An important result of our study is that the resistivity at a certain depth within the retina is identified by a unique PRF in embryonic chick experiments. Conversely, distinct profiles (refer Fig. 9) were obtained in the PRF versus resistivity plots for rats. These profiles can be understood based on the large SDs observed in the Ringer’s solution before entering the retina and in the Agar gel (refer Fig. 8). Although the PRF is the frequency at which the measured impedance is most resistive, representing the tissue resistance, it is influenced by interface and parasitic capacitances. The large differences in resistivities observed for calibrated mediums could be attributed to changes in electrode capacitance. This may be perceived as the electrodes not being sufficiently clean before the experiment. There could be a thin layer of adsorbed proteins from the retinal tissue cells or damaged limiting membrane residues that may add to the overall measured impedance. Electrodes were cleaned with mild soap solution for rat experiments whereas with RCA-1 cleaning procedure for the embryonic chick experiments. Thus, we conclude that quality of an electrode surface is crucial for good resistivity profiling in a retina and RCA-1 cleaning process is more effective compared to soap for electrodes used in this study.
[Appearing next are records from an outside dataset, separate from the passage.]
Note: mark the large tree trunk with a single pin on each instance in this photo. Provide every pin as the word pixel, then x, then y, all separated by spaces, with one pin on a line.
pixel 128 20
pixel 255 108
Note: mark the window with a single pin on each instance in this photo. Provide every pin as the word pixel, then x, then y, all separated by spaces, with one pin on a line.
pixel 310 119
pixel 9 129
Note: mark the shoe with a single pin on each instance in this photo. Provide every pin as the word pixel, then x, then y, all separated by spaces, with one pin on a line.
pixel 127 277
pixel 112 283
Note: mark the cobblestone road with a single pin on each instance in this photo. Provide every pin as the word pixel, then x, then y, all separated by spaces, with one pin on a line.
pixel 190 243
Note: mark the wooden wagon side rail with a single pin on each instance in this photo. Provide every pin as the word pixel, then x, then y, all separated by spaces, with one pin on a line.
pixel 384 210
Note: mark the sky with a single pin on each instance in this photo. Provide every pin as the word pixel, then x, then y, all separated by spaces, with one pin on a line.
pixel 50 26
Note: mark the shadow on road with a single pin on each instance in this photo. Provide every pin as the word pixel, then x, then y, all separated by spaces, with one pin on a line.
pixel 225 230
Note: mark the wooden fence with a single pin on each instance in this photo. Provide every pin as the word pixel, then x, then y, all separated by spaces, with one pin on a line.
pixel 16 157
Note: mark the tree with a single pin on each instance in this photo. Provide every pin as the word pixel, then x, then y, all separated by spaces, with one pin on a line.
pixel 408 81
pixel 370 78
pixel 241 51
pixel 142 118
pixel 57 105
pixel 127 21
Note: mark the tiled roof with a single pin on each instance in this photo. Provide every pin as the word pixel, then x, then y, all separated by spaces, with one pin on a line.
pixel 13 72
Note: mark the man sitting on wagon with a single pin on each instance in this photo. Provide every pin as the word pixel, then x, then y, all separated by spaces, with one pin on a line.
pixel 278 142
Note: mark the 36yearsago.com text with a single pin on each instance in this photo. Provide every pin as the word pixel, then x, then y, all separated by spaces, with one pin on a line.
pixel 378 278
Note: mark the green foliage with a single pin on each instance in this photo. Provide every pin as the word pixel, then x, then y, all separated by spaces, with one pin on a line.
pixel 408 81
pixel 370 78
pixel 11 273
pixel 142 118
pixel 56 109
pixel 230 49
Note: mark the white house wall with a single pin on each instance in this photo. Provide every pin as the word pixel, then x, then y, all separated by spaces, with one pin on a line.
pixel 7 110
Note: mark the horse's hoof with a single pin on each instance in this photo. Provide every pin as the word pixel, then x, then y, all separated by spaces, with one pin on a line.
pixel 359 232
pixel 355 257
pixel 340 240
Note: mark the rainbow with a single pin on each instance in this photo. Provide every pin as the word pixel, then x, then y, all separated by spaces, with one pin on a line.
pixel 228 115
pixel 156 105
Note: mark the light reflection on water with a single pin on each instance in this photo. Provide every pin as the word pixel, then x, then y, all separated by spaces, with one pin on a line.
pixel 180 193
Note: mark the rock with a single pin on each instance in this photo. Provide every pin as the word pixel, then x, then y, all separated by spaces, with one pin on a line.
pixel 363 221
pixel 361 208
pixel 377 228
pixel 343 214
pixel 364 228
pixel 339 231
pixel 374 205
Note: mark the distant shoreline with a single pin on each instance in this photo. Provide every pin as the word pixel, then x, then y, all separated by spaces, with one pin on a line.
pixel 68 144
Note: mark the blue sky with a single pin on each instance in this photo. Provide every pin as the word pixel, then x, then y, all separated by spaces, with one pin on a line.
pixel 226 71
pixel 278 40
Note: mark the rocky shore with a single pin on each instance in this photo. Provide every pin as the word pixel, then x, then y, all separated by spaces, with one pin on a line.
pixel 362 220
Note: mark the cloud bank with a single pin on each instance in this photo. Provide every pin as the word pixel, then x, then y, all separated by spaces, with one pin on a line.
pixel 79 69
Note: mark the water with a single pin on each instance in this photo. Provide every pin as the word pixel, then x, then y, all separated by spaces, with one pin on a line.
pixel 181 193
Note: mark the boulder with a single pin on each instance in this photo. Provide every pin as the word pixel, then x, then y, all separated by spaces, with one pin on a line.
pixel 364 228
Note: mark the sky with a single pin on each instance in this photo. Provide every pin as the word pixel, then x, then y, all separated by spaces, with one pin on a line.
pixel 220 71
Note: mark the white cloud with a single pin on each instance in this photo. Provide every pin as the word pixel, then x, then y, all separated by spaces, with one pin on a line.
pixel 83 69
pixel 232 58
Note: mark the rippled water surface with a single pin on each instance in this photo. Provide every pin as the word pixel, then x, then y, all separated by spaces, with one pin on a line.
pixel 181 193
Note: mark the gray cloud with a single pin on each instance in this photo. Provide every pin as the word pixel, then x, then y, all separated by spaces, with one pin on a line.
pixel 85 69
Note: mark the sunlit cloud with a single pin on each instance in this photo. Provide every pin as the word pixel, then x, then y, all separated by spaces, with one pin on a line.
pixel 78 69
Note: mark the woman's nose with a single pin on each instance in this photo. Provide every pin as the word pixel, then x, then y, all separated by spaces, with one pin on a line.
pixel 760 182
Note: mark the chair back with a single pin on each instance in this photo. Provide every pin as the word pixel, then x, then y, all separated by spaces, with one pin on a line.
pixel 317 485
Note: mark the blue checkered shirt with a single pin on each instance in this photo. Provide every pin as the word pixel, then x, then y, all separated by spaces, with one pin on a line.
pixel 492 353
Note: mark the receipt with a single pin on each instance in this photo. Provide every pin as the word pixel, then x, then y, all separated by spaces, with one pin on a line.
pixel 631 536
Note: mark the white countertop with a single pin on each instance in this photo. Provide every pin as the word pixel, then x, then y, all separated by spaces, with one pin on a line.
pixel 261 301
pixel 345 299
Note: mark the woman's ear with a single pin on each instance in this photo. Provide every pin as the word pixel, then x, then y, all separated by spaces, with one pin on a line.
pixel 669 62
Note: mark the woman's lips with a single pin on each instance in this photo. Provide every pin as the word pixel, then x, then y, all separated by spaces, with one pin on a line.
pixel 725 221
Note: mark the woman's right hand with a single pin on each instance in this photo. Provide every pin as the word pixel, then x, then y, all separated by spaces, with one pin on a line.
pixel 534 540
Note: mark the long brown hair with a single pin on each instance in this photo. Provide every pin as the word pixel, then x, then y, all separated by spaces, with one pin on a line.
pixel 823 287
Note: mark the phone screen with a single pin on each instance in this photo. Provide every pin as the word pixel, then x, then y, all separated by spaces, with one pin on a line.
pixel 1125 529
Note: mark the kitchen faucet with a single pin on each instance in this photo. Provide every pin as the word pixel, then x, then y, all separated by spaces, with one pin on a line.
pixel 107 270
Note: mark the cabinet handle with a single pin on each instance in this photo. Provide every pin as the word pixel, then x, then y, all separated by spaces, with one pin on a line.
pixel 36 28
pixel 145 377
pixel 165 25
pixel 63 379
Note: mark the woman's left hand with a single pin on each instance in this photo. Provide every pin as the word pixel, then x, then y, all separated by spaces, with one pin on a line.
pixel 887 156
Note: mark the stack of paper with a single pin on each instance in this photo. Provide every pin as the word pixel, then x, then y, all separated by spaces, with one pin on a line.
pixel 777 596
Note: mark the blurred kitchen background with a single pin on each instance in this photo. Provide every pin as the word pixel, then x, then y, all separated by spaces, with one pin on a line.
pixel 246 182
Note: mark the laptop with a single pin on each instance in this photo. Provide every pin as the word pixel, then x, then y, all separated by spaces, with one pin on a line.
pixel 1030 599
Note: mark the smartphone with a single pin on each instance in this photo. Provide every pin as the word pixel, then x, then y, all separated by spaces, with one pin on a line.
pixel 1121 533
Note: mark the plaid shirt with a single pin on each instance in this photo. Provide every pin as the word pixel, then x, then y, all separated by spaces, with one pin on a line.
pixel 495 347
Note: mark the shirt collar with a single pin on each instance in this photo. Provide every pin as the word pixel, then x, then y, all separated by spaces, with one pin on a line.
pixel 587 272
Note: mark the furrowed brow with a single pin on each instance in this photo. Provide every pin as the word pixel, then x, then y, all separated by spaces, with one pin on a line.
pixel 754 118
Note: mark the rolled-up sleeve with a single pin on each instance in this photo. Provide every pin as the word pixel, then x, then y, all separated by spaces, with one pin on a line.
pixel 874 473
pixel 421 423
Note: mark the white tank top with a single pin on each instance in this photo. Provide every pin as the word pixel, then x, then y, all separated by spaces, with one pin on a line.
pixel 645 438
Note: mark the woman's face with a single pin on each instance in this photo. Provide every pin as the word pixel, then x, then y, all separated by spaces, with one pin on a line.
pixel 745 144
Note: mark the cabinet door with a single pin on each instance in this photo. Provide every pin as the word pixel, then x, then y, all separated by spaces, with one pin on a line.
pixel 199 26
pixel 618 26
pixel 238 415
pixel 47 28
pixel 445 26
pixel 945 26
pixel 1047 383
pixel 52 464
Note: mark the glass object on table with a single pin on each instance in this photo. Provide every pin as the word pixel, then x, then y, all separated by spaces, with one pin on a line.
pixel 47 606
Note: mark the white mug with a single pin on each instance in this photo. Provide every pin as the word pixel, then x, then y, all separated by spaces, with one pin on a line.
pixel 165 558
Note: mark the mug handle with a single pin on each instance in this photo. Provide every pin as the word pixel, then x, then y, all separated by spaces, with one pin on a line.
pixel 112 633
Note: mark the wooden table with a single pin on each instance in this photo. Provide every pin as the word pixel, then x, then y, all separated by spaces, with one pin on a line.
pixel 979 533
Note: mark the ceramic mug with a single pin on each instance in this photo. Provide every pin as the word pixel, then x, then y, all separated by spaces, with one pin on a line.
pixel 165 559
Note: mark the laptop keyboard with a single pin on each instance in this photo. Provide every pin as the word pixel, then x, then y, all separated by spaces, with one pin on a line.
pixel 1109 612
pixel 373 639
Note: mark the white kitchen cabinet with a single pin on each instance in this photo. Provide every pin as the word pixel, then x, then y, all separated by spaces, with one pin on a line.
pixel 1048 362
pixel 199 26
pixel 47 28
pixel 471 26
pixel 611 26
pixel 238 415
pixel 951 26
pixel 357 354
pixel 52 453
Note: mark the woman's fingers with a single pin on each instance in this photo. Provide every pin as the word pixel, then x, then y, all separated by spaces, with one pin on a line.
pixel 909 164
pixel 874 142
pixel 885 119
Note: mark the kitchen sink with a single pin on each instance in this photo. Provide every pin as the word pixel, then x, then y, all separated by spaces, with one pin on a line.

Conclusion and future work

An alternative method for high resolution resistivity profiling along the depth in a retina based on bipolar impedance spectroscopy was established. We validated our device by profiling rat and embryonic chick retinas. The resistivity at each retinal depth was calculated based on tissue resistance extracted by peak resistance frequency methodology. Qualitatively, we found the resistivity-depth profiles to be in accordance with earlier studies and that resistivity at any arbitrary retinal depth is characterised by a unique peak resistance frequency. We have shown the potential of planar bipolar microelectrodes as a new technique to probe absolute local resistivity within a retina and multi-layered tissues, in general.

Determining absolute values of resistivities in retina contributes to improved understanding of retinal stimulation by means of modelling studies. The generated resistivity profiles can form the basis for construction of a realistic electric model of a retina. Finite element modelling may be used for estimating and optimising critical parameters such as stimulation thresholds, heat dissipation, resolution, etc. for a given electrode geometry, that are instrumental for the safety and efficacy of a retinal prosthesis. A future improvement of our two-electrode system would be a linear array of electrodes on a single strip. An array of electrodes is capable of probing different layer resistivities with a single insertion into the retina which is expected to cause less damage and provide more reliable measurements.